If deleting rows is enabled, you may face a difficulty with that upsert API, if it uses pagination. How will baserow know that the batch of updates is done ? I’m still very interested in having that feature. A lot of what i’ve been doing with Baserow involves replicating a list of records from the source to Baserow.

Unrelated, but let me use this message to notify you (I can’t reach you over email, maybe spam filter): I finished my baserow plugin tutorial: https://github.com/Language-Tools/baserow-translate-plugin/blob/master/tutorial/README.md , it’s now in the hands of Olga and Juliet to perhaps publish it on the baserow blog.

I’m very much interested in this as well!

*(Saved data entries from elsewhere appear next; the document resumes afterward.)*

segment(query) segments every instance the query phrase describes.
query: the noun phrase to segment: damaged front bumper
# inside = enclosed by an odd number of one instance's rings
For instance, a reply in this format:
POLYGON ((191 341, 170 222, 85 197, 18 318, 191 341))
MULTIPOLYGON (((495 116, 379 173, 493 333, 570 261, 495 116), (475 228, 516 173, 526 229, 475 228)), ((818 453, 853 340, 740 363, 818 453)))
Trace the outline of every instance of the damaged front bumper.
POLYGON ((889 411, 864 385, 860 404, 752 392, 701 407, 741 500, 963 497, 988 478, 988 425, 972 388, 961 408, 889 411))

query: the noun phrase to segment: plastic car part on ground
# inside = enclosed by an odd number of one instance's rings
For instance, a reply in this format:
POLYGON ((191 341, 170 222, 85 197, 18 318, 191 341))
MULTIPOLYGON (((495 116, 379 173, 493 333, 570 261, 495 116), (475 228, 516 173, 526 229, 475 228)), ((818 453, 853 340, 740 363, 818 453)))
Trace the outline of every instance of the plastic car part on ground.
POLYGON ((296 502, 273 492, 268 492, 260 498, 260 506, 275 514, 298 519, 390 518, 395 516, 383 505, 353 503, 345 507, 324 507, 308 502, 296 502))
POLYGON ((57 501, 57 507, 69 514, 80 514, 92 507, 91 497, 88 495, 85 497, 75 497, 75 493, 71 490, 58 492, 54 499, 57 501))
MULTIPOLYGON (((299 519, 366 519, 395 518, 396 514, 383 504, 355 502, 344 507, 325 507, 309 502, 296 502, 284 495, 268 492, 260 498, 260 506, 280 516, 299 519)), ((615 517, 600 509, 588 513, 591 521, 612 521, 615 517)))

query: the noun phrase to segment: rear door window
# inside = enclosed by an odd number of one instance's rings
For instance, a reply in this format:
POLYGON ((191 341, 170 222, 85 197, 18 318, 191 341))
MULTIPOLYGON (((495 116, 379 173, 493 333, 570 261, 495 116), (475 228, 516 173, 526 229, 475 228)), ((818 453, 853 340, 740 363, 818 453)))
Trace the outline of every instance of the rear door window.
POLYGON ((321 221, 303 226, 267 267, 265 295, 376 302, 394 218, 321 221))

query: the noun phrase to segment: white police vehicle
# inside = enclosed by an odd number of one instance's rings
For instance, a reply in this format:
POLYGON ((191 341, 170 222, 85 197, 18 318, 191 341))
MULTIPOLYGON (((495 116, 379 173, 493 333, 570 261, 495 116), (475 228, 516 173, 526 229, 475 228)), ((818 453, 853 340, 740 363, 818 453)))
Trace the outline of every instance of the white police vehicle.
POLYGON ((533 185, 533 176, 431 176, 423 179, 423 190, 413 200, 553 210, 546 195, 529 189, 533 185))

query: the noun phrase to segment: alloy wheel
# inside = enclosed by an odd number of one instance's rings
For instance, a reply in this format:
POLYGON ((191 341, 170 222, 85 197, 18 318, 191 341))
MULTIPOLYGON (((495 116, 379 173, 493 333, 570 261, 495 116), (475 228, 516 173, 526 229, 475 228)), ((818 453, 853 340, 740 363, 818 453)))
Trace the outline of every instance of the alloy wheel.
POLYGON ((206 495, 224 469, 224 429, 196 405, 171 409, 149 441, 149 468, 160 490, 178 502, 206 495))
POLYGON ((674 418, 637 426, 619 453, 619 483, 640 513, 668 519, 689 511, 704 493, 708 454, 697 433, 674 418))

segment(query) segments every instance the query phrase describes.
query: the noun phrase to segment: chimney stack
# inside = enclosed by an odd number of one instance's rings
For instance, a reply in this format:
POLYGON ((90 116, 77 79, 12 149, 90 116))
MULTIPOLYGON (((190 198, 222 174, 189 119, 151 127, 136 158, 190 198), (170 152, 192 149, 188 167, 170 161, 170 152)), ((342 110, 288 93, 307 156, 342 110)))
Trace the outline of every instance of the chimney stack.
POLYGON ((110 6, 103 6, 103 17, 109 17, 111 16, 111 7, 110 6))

I’ve been looking for bidirectional sync tools/methods, preferably opensource. I found Prisma to be interesting.

Prisma is an open-source ORM that makes it fun and safe to work with a database like MySQL, Postgres, SQL Server, or MongoDB. It generates a type-safe client library to provide an awesome DX in any Node.js or JavaScript project.

That got me into ORM, standing for Object-Relational Mapping.

Still don’t have any answers if it really is as good as I imagine, I’m simply being curious and exploring options.

It would be great if Baserow supported connecting to an external database like NocoDB does: Connect to a Data source | NocoDB

Hey @eshnil, I think we want to introduce this feature in the future. Let me check with the team to see if we already have an issue for that. :slightly_smiling_face:

Please keep us posted

What about having a different webhook for bulk operations, where it is invoked just once for the whole operation? The payload could include the list of affected rows although the feature would still be useful without that.
For example, upon receiving the webhook call, the external system could query rows by a “last modified at” field.